Questa è L’Italia che ci piace: quella con in mano il biglietto per la celebrità
Quando si dice caparbia e forza di volontà. Così, gli Azzurri volano e ci fanno sognare. Oh, non quelli della Nazionale di Calcio, sui quali ci teniamo ben lontani dal raccontare. Che volete, questione di scaramanzia. Bensì quelli – ed in causa è comunque è un’altra Nazionale – delegati al Basket.
Insomma, quest’estate siamo destinati – chissà, paradigma, forse, di quel che ci è accaduto durante l’inverno – ad elevarci, almeno nei pensieri. A farci forza di uno spirito d’appartenenza, tutto nostrano. E quanto ci piace osservare, dall’altra parte dello schermo, in una sola volta, predisposizione al sacrificio, abnegazione, capacità di fare squadra e gioco, tattica, testa, ascolto e talento nel prevenire le mosse dell’avversario.
Ecco, ieri sera, chi ha voluto assistere al match per la qualificazione alle prossime Olimpiadi ha potuto godere di tutto questo. Quattro quarti intensi, giocati al fulmicotone, dove i ‘nostri’ non hanno perso un minuto o un pallone. Si sono battuti come Leoni, di fronte a colei – stiamo parlando della Serbia – che, almeno su carta, vestiva i panni della favorita.
Eppure noi Italiani siamo fatti così: pigri, indolenti, il più delle volte. Poi, nel momento in cui dentro ci scatta ‘qualcosa’ ci trasformiamo e, come dimostrato in quest’ennesima occasione, non ce n’è per nessuno. Diamo filo dai torcere ai più esperti, ai più qualificati, persino ai più, alti. C’è chi, ieri, tra le fila avversarie, rasentava l’altezza di 2 metri e 24 cm: un muro invalicabile. Non per noi.
L’Italbasket l’ha dominata, questa partita, sin dal primissimo tempo che, anzi, forse il gran merito va proprio ai primi dieci minuti, in cui le distanze si sono stabilite, perentorie.
Gli Azzurri di Meo Sacchetti si sono regalati e ci hanno regalato ben 102 punti, sui 95 raggiunti dai rivali. Ragazzini, in fondo, come quel giovanissimo Nico Mannion – 21 anni – giunto dagli Stati Uniti per dimostrare intuito e sfrontatezza.
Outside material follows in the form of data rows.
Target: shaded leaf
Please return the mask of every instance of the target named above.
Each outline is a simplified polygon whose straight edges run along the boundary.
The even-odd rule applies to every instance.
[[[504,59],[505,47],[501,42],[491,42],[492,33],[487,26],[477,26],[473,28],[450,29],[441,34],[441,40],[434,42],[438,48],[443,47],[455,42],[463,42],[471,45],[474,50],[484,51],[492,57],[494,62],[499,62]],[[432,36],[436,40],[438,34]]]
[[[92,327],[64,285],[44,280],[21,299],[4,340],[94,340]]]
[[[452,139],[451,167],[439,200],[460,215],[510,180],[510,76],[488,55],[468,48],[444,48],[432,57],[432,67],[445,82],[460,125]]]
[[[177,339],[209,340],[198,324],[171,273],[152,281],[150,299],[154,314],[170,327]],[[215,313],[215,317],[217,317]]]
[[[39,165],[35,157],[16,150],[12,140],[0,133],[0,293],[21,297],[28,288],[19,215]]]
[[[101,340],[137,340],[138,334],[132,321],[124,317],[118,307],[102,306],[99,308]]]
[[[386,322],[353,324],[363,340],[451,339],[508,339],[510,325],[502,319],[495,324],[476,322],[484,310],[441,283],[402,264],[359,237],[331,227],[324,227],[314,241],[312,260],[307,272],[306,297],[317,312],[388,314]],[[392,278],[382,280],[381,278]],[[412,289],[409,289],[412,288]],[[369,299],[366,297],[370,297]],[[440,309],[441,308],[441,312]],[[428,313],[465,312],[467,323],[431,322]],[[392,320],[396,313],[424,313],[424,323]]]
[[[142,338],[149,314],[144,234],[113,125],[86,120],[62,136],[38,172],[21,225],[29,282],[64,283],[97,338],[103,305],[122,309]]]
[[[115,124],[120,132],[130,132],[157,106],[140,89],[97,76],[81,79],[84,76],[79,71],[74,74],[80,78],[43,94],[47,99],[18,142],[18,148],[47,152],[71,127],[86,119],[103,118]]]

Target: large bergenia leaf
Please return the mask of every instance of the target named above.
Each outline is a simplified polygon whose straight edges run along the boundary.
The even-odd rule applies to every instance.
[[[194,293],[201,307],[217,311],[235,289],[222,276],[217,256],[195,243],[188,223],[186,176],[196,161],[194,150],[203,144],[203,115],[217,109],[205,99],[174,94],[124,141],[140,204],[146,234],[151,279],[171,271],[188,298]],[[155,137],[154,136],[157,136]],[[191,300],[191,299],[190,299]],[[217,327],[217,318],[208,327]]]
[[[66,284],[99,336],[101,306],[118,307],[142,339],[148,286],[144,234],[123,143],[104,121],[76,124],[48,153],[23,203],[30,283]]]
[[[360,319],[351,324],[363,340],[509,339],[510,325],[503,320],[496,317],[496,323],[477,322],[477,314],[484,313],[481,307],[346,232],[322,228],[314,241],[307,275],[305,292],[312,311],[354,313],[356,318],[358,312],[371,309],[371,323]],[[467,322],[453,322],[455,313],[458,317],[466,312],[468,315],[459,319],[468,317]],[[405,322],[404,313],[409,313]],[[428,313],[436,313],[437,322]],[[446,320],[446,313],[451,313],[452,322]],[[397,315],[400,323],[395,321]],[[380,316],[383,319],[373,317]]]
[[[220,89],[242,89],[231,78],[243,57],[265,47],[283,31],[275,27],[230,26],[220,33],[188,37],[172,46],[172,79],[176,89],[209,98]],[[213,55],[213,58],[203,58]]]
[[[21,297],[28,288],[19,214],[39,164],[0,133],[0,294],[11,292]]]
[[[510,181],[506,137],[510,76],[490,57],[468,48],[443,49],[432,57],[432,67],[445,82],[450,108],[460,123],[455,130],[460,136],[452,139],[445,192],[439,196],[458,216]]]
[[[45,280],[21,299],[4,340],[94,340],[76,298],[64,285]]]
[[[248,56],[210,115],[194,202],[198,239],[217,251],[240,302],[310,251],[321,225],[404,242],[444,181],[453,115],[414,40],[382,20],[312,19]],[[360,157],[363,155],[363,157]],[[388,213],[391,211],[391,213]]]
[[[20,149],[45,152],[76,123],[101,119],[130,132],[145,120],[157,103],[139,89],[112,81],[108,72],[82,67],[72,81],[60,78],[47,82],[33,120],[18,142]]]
Il Red Mamba – così lo chiamano, in onore di Kobe Bryant – non ha nulla da invidiare ai talenti più esperti e, anzi, manifesta tutte le premesse per ‘farsi’.
“Finalmente ce l’abbiamo fatta“, ha commentato, a fine competizione, il presidente di Federbasket, Gianni Petrucci. Del resto, la vittoria al Preolimpico di Belgrado ci regala le Olimpiadi, dopo ben 17 anni. Era il 2004, quando il team allenato da Carlo Recalcati conquistò l’argento, ad Atene.
“Una partita straordinaria, che rimarrà nella storia“, prosegue Petrucci. “Una vittoria fantastica, merito di Meo Sacchetti e del suo staff“. E di Polonara, Fontecchio, Pajola e tutti gli altri che, in attesa di un’altra Italia, quella che domani affronterà la Spagna sul terreno di Wembley, ci insegna quanto è bello il gioco, se portato avanti secondo le regole.
“Ragazzi fantastici e ottimi giocatori“, ecco come lo stesso allenatore ha voluto definire i suoi. Il Mister, d’altronde, di riconoscimenti ne ha già le ‘saccocce piene’: Mosca 1980 (Medaglia d’Argento) e Los Angeles 1984 (5° posto). Ma non si basta. Non gli basta e sprona e suda accanto a giovani motivati, mai arrendevoli, determinati e vincenti. Sì, che alla fine si riduce tutto a quell’unica parola ed è o dentro o fuori. Tutto il resto non conta. Almeno fino a domani sera.
Allora, occorrerà tirarsi su le maniche di nuovo e crederci. E sudare. E arrivare fino in fondo. Possibilmente, fino a quell’11 di luglio che, solo, decreterà chi è il numero uno.